What funds are best inside a NISA?+

For tsumitate: eMAXIS Slim All-Country (0.05% fee), eMAXIS Slim S&P 500 (0.08%), or SBI V S&P 500. All trust fees below 0.1%, tracking major global indices. Keep it simple — the tax-free wrapper matters more than fund selection over 20+ years.

What happens to gains outside NISA?+

Taxed at a flat 20.315% (15% national + 5% resident + 0.315% reconstruction) on capital gains and dividends. A ¥1M gain outside NISA = ¥203,150 in tax. The same ¥1M gain inside NISA = zero tax. Over 20+ years of compounding, the NISA wrapper saves hundreds of thousands of yen.

Can I have NISA and iDeCo at the same time?+

Yes — they are complementary. iDeCo: upfront tax deduction on contribution, locked until 60, up to ¥23-68k/month depending on employment. NISA: no upfront deduction, fully liquid, larger annual cap. Max iDeCo for the tax deduction, then direct remaining savings into NISA.

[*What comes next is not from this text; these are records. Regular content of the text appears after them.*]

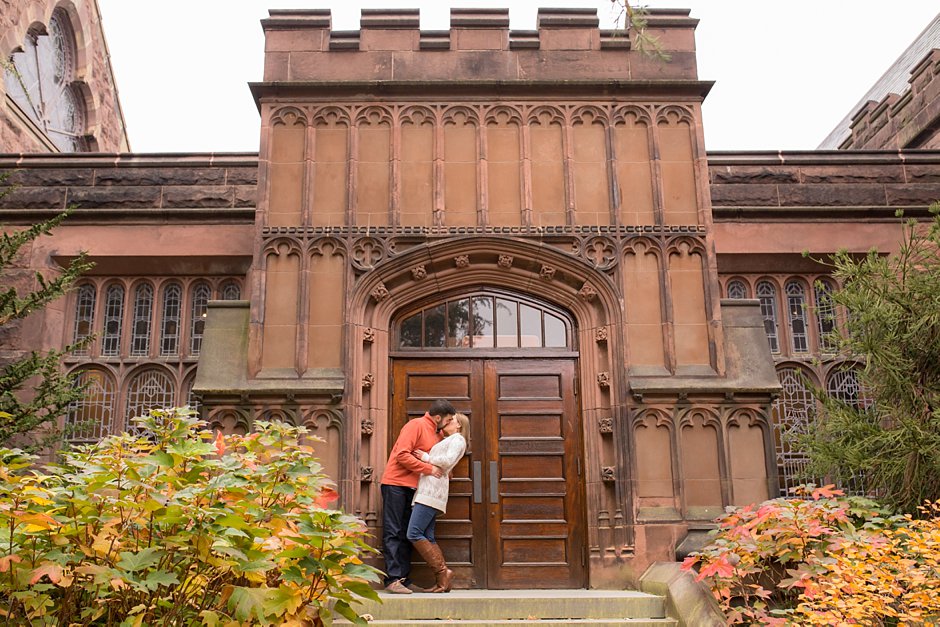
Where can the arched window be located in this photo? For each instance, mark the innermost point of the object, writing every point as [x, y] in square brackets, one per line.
[794, 413]
[767, 294]
[191, 400]
[84, 316]
[796, 312]
[150, 389]
[231, 291]
[825, 316]
[143, 313]
[845, 385]
[485, 320]
[197, 321]
[41, 81]
[737, 289]
[170, 327]
[90, 418]
[113, 321]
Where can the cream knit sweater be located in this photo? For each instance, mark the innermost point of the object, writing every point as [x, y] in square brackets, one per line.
[433, 491]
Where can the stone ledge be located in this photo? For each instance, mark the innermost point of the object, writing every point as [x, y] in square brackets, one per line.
[686, 600]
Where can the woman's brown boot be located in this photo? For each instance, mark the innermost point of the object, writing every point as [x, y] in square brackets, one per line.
[435, 558]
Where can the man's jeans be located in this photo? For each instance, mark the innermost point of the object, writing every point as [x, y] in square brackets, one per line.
[396, 512]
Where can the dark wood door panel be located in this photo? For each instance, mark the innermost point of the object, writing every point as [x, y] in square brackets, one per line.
[517, 523]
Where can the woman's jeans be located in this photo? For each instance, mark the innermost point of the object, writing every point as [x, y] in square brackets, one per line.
[421, 525]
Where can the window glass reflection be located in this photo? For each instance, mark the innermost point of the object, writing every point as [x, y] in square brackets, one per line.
[507, 323]
[556, 336]
[410, 335]
[482, 322]
[458, 323]
[434, 327]
[530, 320]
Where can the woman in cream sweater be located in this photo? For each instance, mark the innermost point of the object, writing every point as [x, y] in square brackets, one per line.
[431, 498]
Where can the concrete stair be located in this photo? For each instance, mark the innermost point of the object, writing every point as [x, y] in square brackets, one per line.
[544, 608]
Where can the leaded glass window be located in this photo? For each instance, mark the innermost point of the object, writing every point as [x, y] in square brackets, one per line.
[170, 328]
[84, 316]
[143, 313]
[192, 401]
[796, 312]
[794, 414]
[41, 81]
[737, 289]
[231, 291]
[198, 312]
[150, 389]
[113, 321]
[482, 320]
[88, 419]
[845, 385]
[825, 316]
[767, 294]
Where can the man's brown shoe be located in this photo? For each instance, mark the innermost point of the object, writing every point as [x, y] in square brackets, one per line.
[397, 587]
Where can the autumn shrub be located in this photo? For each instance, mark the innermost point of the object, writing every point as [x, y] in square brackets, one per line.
[824, 559]
[176, 526]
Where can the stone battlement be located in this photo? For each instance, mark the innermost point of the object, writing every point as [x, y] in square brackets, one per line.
[479, 46]
[907, 120]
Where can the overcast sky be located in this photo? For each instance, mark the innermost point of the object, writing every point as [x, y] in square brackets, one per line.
[785, 72]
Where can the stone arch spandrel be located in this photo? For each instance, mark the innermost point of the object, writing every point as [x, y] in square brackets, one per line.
[590, 160]
[750, 464]
[327, 426]
[701, 463]
[675, 144]
[546, 156]
[331, 169]
[645, 307]
[691, 316]
[631, 141]
[283, 261]
[285, 168]
[518, 266]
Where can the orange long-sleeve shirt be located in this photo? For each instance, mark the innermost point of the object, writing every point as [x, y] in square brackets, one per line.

How do I open a NISA account and switch providers?+

Each tax year you can hold only ONE NISA account across all providers. Open via SBI Securities, Rakuten Securities, Monex, or Matsui — free of fees and with the widest fund selection. Foreigners need a My Number Card and residence card. Application takes 2-3 weeks; first contribution available from the year of approval. To switch provider for the next tax year, submit the transfer form by October 1 — contributions paid in the current year stay at the old provider but retain their tax-free status.